Today we move into chapter 6 of Paul's Galatian Letter. Lately I have been watching quite a bit of basketball on TV. I have some teams I am interested in, especially the Lakers, the Suns, and the U of A men's and women's teams. I guess it all started with James, my son, who plays HS Basketball for a small downtown school.  I am very proud of how he conducts himself as he plays. Logan Burt is also a teammate of James. As I have watched these teams play, I have noticed that even big names like Lebron James and Luca Doncic are the power duo on the Lakers, but I see in both of them something that I don't always expect from these big name, high scoring, older men.  Though both are basketball STARS in their own right, neither of them could win a championship on their own merit without using the high-level play of their teammates, and for both of them to really be an integral part of that five-man team that is on the competition floor. When people who are really great at doing something, and are filled with their own aura of superiority, forget that they are part of a very talented group of players, who are all team members, then the team suffers in its play. Competition and success are not about having a few overpowering, ego-centered, greats on a team who play only for themselves. It is every player remembering that they each have an important contribution to make, and then the team play is greatly improved. and makes it possible for the gifts of every player to be used. Gosh, I bet you never thought that you would hear a sports analogy from me. I never played, basically because of a birth defect in the muscles attached to the lenses of my eyes. I can see small things that are coming rapidly toward me, which includes catching balls, and quickly judging distances for shooting and throwing too. It is still a problem today when I play piano and must look from my music to my fingering and back quickly. So how does this basketball analogy fit into the passage for today?

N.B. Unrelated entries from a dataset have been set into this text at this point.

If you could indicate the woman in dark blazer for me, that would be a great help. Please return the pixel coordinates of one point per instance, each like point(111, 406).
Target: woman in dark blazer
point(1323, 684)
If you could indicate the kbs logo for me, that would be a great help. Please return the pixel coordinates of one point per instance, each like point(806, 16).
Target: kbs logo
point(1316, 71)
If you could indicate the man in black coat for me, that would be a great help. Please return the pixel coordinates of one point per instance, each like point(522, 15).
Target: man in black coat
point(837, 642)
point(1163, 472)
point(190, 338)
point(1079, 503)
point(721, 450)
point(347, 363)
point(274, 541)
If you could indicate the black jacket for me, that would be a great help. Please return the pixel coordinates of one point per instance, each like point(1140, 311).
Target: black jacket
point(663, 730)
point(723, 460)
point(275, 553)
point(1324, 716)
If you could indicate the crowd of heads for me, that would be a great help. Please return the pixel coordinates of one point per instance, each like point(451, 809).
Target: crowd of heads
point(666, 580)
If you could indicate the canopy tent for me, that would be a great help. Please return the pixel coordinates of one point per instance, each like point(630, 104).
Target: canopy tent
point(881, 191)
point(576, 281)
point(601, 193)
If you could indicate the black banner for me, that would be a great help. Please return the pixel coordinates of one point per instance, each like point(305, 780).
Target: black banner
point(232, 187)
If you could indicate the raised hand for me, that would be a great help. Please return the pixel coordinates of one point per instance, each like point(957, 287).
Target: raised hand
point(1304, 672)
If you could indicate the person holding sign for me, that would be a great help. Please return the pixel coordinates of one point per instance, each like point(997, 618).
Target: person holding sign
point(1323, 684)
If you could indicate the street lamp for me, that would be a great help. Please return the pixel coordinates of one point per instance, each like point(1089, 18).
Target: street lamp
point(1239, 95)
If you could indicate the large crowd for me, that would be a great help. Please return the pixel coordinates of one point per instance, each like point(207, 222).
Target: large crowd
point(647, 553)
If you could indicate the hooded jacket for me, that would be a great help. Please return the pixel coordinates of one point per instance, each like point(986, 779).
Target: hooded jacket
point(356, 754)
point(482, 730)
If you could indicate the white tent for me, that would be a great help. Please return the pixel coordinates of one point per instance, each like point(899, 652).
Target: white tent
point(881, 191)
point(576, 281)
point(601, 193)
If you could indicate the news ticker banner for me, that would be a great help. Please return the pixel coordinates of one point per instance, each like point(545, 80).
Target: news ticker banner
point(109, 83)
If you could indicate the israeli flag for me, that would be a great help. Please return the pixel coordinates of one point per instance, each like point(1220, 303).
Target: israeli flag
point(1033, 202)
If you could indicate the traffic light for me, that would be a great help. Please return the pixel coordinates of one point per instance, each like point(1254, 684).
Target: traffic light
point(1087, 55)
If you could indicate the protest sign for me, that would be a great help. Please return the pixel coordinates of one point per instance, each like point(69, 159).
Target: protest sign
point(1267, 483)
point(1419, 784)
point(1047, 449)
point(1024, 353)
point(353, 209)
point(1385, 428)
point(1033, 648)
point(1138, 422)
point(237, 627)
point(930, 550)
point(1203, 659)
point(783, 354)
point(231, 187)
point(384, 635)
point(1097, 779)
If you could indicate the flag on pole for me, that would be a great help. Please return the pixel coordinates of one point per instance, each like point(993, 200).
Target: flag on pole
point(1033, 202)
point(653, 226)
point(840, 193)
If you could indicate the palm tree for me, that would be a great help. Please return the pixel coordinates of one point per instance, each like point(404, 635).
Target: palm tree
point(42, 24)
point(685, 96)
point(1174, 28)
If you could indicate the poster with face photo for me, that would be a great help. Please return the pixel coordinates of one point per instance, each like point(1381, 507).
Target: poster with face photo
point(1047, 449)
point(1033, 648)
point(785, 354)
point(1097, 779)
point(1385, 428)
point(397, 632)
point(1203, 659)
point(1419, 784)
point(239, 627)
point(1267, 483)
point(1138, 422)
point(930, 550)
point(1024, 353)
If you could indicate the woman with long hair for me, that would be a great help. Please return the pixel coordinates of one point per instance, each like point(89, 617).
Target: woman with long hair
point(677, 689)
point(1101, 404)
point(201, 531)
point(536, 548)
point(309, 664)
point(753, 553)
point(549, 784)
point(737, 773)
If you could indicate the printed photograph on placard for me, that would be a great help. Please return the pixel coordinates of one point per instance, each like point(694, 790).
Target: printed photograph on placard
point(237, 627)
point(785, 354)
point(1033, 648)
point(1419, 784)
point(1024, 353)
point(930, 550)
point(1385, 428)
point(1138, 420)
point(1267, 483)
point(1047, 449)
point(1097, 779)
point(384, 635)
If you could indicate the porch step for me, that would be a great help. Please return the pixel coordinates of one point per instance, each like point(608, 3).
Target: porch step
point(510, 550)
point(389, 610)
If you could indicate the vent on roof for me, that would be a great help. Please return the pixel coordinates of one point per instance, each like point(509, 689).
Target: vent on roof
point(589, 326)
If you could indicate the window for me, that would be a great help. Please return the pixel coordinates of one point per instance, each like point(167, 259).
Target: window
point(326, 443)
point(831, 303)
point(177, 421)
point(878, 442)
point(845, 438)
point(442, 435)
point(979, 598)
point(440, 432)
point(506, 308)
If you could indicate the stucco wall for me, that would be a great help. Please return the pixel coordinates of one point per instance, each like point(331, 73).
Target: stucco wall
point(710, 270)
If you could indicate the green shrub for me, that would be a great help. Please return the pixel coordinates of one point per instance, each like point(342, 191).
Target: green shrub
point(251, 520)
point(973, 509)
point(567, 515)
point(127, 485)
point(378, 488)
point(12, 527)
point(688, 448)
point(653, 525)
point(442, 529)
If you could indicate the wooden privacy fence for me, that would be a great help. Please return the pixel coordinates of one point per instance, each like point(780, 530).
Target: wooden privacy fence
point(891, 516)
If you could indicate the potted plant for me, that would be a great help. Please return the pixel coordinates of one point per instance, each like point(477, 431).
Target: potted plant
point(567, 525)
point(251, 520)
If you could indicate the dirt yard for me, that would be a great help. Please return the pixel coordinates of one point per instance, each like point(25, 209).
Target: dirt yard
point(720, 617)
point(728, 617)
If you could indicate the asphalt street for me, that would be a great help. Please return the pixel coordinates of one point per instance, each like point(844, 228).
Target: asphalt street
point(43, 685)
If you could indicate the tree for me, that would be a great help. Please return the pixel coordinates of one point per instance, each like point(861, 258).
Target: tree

When we live together in the church, every member is called to keep the "law" of Christ's example for living. Every member without exception, with all of their eccentricities, are called through Baptism to interact with one another, with a sense of equality. A great ego about oneself does not fit. If the wealthy try to control everything, which was the case at American when I first arrived 34 years ago, where is the sense of equality with a person's brothers and sisters in Christ? When we talk about the gifts of the Spirit, all of which are present in members of the Body of Christ, the Church, then we can begin to understand that for the sake of the Gospel, all the gifts are necessary. It is true even for pastors called to serve the Gospel in a congregation, I only know of one pastor who had all of the gifts of the Spirit, but he died on the cross over 2000 years ago.  Though we might try to place a pastor on a pedestal, it is best if we all know, that like us, the pastor only has some of the gifts and certainly needs their flock of believers to share their own gifts for the sake of the Gospel.  Every one of us, just like the Galatians, must learn that the loving kindness of Christ is always to be our guide. The Galatians kind of lost their way in Paul's absence when others tried to lead without Paul's sense of the equality we have in Christ.  We can always see this kind of leadership in the world. But for the work of God's Kingdom to succeed on earth, every Christian Community must know the equality in which we all stand before our Savior Jesus Christ, and the equality of love will shine as a beacon to God's world. We must always be ready to bear the burdens of our sisters and brothers in Christ, but we must also be ready to bear the burdens of our lives, those burdens that Christ has told us we can give to Him and then move forward carrying the burden of His love for all of His children, as well as for ourselves.